The framework being floated in Congress contains many other elements as well, including provisions meant to discourage businesses from moving jobs, capital and tax revenue overseas.
Supporters of the plan also say it would make the tax system much simpler, enabling most individuals to fill out their returns on a form the size of a post card.
“There is widespread, bipartisan agreement on the need for tax reform,” U.S. Sen. Pat Roberts said in a statement posted on his website. “We ought to put aside partisan obstructionism, and take action on something in which a majority of Americans agree: Our tax code is burdensome, confusing and outdated."
By Thursday of last week, every member of the Kansas delegation, all Republicans, had issued a statement or posted comments on social media expressing their support for the framework. And some, such as 1st District Rep. Roger Marshall of Great Bend, used similar arguments about how tax cuts would stimulate the economy that Brownback and his allies used to support their plan in 2012.
"Economic growth from reforming our antiquated tax system will bring higher wages, and better jobs for working families in Kansas," Marshall said in a statement posted on his website. It’s time to fix America’s complex and outdated tax code so that Kansans families have more money in their pocket to save for retirement or plan for college."
Brownback himself often described his tax policy as a "real live experiment" to test the conservative theory that lower taxes, particularly on businesses, would spur economic growth.
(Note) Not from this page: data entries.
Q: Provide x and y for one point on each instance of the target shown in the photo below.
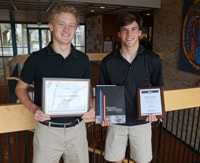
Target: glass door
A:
(38, 38)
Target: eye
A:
(61, 24)
(72, 26)
(123, 29)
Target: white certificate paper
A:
(65, 97)
(150, 101)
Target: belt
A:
(62, 125)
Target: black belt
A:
(62, 125)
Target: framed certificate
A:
(150, 101)
(65, 97)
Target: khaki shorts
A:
(52, 143)
(139, 138)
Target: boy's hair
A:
(128, 18)
(61, 7)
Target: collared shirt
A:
(144, 71)
(46, 63)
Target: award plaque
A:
(65, 97)
(150, 101)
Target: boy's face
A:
(63, 27)
(130, 34)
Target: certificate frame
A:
(65, 97)
(150, 100)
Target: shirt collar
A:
(140, 51)
(52, 52)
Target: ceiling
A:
(83, 7)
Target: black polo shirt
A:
(144, 71)
(48, 64)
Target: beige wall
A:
(167, 35)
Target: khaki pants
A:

He also predicted the tax cuts would work "like a shot of adrenaline" into the heart of the Kansas economy.
The evidence from that experiment, however, was sketchy.
From January 2012, just before the tax reforms were enacted, through May 2017, just before they were repealed, labor market figures show Kansas employment grew only 6 percent on a seasonally adjusted basis. That compared with 9.6 percent growth nationwide over that same period.
Private-sector employment growth in Kansas also lagged the nation over that period: 7.5 percent for the state, compared with 11.2 percent nationally.
Meanwhile, overall economic growth in Kansas during that period also lagged behind the national trend, which was marked by the recovery following the Great Recession,
According to the U.S. Bureau of Economic Analysis, the private-sector economy in Kansas, measured in constant U.S. dollars, grew only 1.8 percent from the first quarter of 2012 to the first quarter of 2017. The national private-sector economy grew 11 percent over that same period.
Also during that period, the state of Kansas suffered severe revenue shortfalls that led to steep cuts in funding for things like Medicaid, higher education and highway projects, and a virtual freezing for two years in K-12 education spending.
Some members of the Kansas delegation, however, said they believe it's simply time for an overhaul.
"#TaxReform is long overdue," Sen. Jerry Moran posted on Twitter. "I look forward to discussing ways to fix our broken tax code w/ my colleagues and Kansans over the coming weeks."
"The last time our tax code was reformed was in 1986," Jenkins said in her statement. "The economy has changed drastically since then and our severely inefficient, bloated and complicated tax code is harming American families. I have been working for several years now to reform our broken tax code, to make it simpler and fairer."
Kansas Democrats running for Congress in the 2018 elections, however, have been predictably critical of the plan.
Jay Sidie, who is running to unseat Rep. Kevin Yoder in the 3rd District, posted on Twitter that it was mainly a tax cut for the rich.
"Big tax cut for $418k and up? Hey GOP, don't trickle down on our heads and tell us it's raining," Sidie wrote. "This economic plan fails us every time!"